To use this method, you need to have the Rust installed:

# Install with:
curl https://sh.rustup.rs -sSf | sh -s -- -y
export PATH="$HOME/.cargo/bin:$PATH"

Once Rust is installed, you can compile doing the following

git clone https://github.com/huggingface/tokenizers
cd tokenizers/bindings/python

# Create a virtual env (you can use yours as well)
python -m venv .env
source .env/bin/activate

# Install `tokenizers` in the current virtual env
pip install setuptools_rust
python setup.py install

Using the provided Tokenizers

We provide some pre-build tokenizers to cover the most common cases. You can easily load one of these using some vocab.json and merges.txt files:

from tokenizers import CharBPETokenizer

# Initialize a tokenizer
vocab = "./path/to/vocab.json"
merges = "./path/to/merges.txt"
tokenizer = CharBPETokenizer(vocab, merges)

# And then encode:
encoded = tokenizer.encode("I can feel the magic, can you?")
print(encoded.ids)
print(encoded.tokens)

And you can train them just as simply:

from tokenizers import CharBPETokenizer

# Initialize a tokenizer
tokenizer = CharBPETokenizer()

# Then train it!
tokenizer.train([ "./path/to/files/1.txt", "./path/to/files/2.txt" ])

# Now, let's use it:
encoded = tokenizer.encode("I can feel the magic, can you?")
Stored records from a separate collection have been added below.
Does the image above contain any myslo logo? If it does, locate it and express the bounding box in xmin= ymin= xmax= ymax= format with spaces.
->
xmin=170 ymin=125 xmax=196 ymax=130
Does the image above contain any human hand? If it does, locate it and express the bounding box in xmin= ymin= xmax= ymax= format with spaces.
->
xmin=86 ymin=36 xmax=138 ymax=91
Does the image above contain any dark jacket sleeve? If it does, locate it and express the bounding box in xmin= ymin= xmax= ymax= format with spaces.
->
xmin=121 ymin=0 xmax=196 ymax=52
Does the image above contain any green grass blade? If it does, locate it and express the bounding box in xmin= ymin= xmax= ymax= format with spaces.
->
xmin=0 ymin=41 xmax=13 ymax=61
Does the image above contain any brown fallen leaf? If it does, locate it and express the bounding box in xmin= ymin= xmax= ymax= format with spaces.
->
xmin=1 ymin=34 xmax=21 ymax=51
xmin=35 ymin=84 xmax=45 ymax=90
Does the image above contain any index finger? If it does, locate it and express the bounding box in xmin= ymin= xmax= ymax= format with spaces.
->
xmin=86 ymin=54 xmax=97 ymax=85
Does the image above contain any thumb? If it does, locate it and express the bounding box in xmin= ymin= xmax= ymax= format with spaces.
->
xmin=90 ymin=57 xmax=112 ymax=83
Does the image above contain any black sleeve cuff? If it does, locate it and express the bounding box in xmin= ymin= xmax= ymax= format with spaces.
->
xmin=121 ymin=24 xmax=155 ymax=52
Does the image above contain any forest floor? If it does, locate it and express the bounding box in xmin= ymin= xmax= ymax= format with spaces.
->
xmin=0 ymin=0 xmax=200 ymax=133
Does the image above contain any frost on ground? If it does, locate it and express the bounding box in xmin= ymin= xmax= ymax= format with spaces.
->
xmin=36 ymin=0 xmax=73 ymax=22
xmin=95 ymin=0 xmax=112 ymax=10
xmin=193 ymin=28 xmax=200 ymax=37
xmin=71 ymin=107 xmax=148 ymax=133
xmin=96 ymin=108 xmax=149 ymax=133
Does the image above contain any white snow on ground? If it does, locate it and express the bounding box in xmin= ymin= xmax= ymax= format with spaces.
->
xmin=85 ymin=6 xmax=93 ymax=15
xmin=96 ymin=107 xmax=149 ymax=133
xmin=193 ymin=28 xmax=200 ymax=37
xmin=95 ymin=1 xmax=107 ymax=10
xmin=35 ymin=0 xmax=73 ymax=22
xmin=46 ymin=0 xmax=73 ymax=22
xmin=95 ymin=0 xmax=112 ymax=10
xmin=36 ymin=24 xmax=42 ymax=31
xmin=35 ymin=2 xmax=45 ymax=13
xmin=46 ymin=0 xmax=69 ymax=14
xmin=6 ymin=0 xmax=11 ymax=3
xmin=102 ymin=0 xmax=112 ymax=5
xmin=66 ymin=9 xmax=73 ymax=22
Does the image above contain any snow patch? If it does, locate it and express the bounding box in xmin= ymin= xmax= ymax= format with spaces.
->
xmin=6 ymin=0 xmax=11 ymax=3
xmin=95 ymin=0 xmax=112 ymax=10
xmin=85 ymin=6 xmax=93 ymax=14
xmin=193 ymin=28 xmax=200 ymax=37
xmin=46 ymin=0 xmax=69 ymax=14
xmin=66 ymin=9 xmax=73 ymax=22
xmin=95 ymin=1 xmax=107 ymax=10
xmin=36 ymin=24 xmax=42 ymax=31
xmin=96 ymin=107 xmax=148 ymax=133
# And finally save it somewhere
tokenizer.save("./path/to/directory/my-bpe.tokenizer.json")

Provided Tokenizers

  • CharBPETokenizer: The original BPE
  • ByteLevelBPETokenizer: The byte level version of the BPE
  • SentencePieceBPETokenizer: A BPE implementation compatible with the one used by SentencePiece
  • BertWordPieceTokenizer: The famous Bert tokenizer, using WordPiece

All of these can be used and trained as explained above!

Build your own

Whenever these provided tokenizers don't give you enough freedom, you can build your own tokenizer, by putting all the different parts you need together. You can check how we implemented the provided tokenizers and adapt them easily to your own needs.

Building a byte-level BPE

Here is an example showing how to build your own byte-level BPE by putting all the different pieces together, and then saving it to a single file:

from tokenizers import Tokenizer, models, pre_tokenizers, decoders, trainers, processors

# Initialize a tokenizer
tokenizer = Tokenizer(models.BPE())

# Customize pre-tokenization and decoding
tokenizer.pre_tokenizer = pre_tokenizers.ByteLevel(add_prefix_space=True)
tokenizer.decoder = decoders.ByteLevel()
tokenizer.post_processor = processors.ByteLevel(trim_offsets=True)

# And then train
trainer = trainers.BpeTrainer(vocab_size=20000, min_frequency=2)
tokenizer.train(trainer, [
	"./path/to/dataset/1.txt",
	"./path/to/dataset/2.txt",
	"./path/to/dataset/3.txt"
])

# And Save it
tokenizer.save("byte-level-bpe.tokenizer.json", pretty=True)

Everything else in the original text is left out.